Seeing the transition caused me to reflect on how, with the hustle and bustle of modern lives, it can be hard to allow ourselves, and our children, the space to emerge at our own pace and in our own way. They say patience is a virtue but I can assure you that it is most certainly not one of my attributes. I take my hat off to those people who can wait without agitation and just "be" in the moment. I've noticed that for myself, it is during unhurried moments that I feel the most content so it's got me thinking about how I can create more of these moments of presence.
If the extraordinarily complex situation of our busy lives was to be broken down into equations, I think that one of the most important components would look something like this:
Allowing more time = less rush = more quality time
Pretty simple right? But the starting block is the stumbling block because how do we allow more time while still keeping all those balls in the air? We pick up less balls of course 🤷♀️ I can almost hear your groans of frustration because this news is nothing new. The list of to-do's feels never ending and sometimes it feels like we are falling short of completing the bare minimum required to keep things on track so suggesting that we pick up less balls can quite frankly feel like a slap in the face. So why suggest it?
The reason is that lately I've been contemplating another part of the equation which is our perceived obligation to "keep things on track". What track?
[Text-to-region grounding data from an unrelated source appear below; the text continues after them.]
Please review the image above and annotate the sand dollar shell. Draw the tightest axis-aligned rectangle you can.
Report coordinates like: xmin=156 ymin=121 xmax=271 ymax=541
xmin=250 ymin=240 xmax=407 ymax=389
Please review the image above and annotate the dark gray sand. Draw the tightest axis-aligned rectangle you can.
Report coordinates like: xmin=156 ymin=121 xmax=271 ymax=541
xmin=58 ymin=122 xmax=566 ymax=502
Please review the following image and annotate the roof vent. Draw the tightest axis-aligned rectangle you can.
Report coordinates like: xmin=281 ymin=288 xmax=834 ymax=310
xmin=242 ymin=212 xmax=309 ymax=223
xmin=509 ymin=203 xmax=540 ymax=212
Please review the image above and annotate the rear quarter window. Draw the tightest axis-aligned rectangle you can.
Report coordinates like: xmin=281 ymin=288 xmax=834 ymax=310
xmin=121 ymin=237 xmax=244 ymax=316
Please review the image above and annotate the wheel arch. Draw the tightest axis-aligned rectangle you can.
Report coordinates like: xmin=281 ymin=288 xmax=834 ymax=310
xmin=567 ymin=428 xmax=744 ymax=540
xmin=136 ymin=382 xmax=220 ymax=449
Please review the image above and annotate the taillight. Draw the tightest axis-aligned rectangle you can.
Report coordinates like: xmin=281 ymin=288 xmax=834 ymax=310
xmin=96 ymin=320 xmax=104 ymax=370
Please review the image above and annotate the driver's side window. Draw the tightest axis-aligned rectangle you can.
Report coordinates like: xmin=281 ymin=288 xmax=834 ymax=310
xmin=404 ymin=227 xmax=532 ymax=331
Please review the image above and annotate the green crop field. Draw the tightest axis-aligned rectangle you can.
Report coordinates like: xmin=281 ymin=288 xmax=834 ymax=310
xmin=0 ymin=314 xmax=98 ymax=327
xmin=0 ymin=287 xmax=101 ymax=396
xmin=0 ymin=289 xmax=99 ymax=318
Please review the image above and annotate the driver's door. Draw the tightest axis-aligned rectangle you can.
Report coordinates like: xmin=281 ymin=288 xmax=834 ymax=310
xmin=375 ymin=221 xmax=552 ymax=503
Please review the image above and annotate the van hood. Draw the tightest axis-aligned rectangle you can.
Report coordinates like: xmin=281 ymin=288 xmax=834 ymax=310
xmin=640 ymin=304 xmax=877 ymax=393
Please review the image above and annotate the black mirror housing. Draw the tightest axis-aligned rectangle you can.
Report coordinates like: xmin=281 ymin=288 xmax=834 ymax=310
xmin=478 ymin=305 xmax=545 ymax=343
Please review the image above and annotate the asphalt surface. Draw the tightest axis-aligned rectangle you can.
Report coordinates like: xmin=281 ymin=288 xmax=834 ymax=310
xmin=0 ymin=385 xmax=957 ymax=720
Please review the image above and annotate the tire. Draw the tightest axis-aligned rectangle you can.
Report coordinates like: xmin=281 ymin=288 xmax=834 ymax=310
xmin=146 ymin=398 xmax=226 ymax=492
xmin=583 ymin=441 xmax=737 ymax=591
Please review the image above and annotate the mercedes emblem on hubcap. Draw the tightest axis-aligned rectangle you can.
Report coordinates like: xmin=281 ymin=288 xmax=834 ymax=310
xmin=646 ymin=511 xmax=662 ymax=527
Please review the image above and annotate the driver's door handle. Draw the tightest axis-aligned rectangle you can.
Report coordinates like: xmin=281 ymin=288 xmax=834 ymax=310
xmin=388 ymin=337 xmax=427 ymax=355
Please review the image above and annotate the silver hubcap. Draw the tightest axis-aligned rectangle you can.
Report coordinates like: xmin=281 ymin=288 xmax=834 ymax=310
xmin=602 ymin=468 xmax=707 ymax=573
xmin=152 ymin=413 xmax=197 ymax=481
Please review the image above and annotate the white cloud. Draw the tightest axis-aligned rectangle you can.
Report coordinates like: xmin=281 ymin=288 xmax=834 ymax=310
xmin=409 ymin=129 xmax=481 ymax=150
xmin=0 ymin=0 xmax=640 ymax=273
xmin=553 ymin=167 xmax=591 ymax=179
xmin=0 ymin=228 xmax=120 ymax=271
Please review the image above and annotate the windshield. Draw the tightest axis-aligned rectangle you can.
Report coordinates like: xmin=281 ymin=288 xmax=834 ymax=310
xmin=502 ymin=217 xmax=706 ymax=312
Whose track? The "track" is our idea about how things should be and it is has been formed by all of the influences around us. Our friends, our colleagues, our families, our schools, our society, ourselves. But, if we strip all of that away, if we remove all of that expectation, what is left? It is impossible to provide an answer because we cannot remove ourselves from the parameters of our lives but it is a question that plays on my mind a lot and I think it is a healthy thought to ponder as it might provide us with an alternative perspective. A glimpse into what it might be like to blossom in our own true time.